Using a fishbone diagram template helps you visualize multiple layers of causes behind a problem. It helps you go beyond a problem’s immediate reasons by exploring the causes behind them. For example, you might know that a car isn’t starting because its battery is dead. But understanding what caused the dead battery in the first place allows you to dig deeper into the situation.

See all potential causes at a glance

Because a fishbone template displays multiple layers of causes, it helps you and your team develop a big-picture view of the problem, allowing you to consider more long-term solutions instead of only resolving it temporarily. This isn’t just useful for you and your teammates but also for presenting to stakeholders and clients.

Get your team on the same page

Using a fishbone template requires careful thinking, which means it’s important to consider as many angles to your problem as possible.
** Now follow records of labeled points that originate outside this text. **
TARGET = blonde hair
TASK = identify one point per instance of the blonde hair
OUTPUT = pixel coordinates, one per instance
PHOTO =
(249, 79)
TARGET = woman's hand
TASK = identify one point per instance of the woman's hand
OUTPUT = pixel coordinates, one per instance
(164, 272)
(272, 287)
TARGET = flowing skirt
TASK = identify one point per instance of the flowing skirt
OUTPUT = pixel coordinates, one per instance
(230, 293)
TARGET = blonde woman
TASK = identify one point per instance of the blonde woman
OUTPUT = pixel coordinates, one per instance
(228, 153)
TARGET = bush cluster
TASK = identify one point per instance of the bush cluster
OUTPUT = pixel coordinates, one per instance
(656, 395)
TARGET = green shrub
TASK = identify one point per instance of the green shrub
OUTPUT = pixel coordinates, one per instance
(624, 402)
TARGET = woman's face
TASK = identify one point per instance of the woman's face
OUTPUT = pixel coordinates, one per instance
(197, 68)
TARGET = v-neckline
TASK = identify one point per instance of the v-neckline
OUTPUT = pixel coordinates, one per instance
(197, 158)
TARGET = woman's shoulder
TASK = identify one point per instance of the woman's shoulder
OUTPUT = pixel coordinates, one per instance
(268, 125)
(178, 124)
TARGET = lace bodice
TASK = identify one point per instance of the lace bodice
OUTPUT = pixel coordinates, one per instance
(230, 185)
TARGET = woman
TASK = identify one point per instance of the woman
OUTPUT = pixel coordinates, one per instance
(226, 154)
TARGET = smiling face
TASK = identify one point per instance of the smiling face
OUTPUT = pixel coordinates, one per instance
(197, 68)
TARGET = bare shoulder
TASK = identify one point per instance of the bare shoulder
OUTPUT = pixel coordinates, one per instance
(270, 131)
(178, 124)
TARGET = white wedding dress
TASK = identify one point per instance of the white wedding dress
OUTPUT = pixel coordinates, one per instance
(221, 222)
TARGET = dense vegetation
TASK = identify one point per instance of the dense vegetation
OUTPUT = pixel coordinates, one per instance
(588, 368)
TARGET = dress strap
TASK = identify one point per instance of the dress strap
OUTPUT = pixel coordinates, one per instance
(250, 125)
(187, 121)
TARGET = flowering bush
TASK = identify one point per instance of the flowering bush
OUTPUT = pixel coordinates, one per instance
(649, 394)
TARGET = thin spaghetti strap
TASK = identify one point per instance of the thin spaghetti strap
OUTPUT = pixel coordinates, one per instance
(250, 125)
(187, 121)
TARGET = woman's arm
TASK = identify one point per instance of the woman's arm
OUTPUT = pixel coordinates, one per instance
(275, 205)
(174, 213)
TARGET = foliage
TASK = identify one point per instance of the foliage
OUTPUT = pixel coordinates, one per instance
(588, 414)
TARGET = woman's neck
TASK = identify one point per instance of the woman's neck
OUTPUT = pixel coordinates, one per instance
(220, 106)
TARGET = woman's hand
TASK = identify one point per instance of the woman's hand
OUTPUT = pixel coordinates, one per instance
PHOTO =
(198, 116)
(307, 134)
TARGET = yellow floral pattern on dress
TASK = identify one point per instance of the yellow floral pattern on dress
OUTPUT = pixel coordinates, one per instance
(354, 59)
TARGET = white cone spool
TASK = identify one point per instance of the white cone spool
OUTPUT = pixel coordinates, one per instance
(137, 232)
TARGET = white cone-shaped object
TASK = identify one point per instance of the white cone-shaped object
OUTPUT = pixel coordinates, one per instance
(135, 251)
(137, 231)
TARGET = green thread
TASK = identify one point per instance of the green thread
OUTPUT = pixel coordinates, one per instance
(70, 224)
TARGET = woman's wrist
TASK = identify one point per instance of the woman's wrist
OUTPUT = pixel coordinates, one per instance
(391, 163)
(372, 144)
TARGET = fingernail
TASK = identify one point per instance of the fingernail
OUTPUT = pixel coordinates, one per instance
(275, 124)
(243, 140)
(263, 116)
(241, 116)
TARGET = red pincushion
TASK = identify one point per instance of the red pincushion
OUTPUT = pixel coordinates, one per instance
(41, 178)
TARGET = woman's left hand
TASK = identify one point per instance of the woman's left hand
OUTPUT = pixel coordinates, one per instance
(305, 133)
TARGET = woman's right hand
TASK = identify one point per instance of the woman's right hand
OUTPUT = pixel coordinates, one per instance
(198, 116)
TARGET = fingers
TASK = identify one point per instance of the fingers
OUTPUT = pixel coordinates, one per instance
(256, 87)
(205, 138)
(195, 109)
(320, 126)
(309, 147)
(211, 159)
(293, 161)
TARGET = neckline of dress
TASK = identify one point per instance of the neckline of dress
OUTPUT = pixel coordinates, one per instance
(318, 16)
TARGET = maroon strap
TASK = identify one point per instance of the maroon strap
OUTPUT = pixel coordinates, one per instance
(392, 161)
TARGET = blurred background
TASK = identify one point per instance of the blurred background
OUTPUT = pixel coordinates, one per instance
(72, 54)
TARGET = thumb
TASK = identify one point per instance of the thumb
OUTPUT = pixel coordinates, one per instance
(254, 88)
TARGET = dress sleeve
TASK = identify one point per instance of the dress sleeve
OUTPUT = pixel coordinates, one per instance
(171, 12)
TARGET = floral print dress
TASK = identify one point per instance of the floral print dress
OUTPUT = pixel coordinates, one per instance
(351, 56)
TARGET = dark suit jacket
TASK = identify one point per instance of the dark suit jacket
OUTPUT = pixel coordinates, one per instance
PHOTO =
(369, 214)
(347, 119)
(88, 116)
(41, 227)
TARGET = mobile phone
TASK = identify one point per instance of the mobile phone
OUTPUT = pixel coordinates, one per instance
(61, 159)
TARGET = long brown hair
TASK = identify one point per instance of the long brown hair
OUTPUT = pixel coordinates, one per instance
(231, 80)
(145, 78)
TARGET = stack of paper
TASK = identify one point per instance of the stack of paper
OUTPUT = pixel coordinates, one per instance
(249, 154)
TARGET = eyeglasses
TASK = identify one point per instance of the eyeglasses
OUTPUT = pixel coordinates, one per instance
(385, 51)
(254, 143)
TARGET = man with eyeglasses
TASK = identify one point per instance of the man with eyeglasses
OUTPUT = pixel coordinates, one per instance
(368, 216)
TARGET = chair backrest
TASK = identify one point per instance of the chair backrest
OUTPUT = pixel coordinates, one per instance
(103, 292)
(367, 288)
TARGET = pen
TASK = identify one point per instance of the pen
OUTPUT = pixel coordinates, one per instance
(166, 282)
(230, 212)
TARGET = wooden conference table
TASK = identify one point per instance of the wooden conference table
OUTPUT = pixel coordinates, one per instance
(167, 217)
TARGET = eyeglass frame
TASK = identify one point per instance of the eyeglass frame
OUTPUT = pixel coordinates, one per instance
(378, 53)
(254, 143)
That’s where gathering your teammates isn’t just handy but also an ideal part of completing the fishbone diagram template. Getting multiple perspectives on a problem not only saves you time from having to identify its root cause yourself but allows you to arrive at one more accurately.

Fishbone diagram template example

Miro’s fishbone diagram template comes pre-filled with a clear example of how to use it to conduct a root cause analysis. In this example, the problem statement is: “Why do people cancel subscriptions to our platform?” You’ll find this statement in the fish head — the triangle on the far left of the fishbone diagram itself. From here, it’s about identifying the main causes, which you’ll find in the colored rectangles along the edges of the fishbones:

  • Price too high

  • System not stable

  • Not enough staff

  • Lack of insights

  • Lack of strategy

Along the bones themselves, you’ll find the root causes behind these main problems. It’s crucial to complete this step thoroughly when conducting a fishbone diagram analysis. Each main cause we’ve identified in the fishbone template comes with a number of root causes. The root cause behind the main cause, “Price too high,” includes: “Competitors offer a lower price” and “People are not in need of a higher tier.”This is just one way to use a fishbone diagram. Regardless of the problem you’re exploring in using the fishbone template, it’s all about understanding why the main causes exist in the first place.Once you’ve completed the fishbone diagram, vote to identify what each team member believes is the root cause. After discussion and debate, the underlying causes should be much clearer.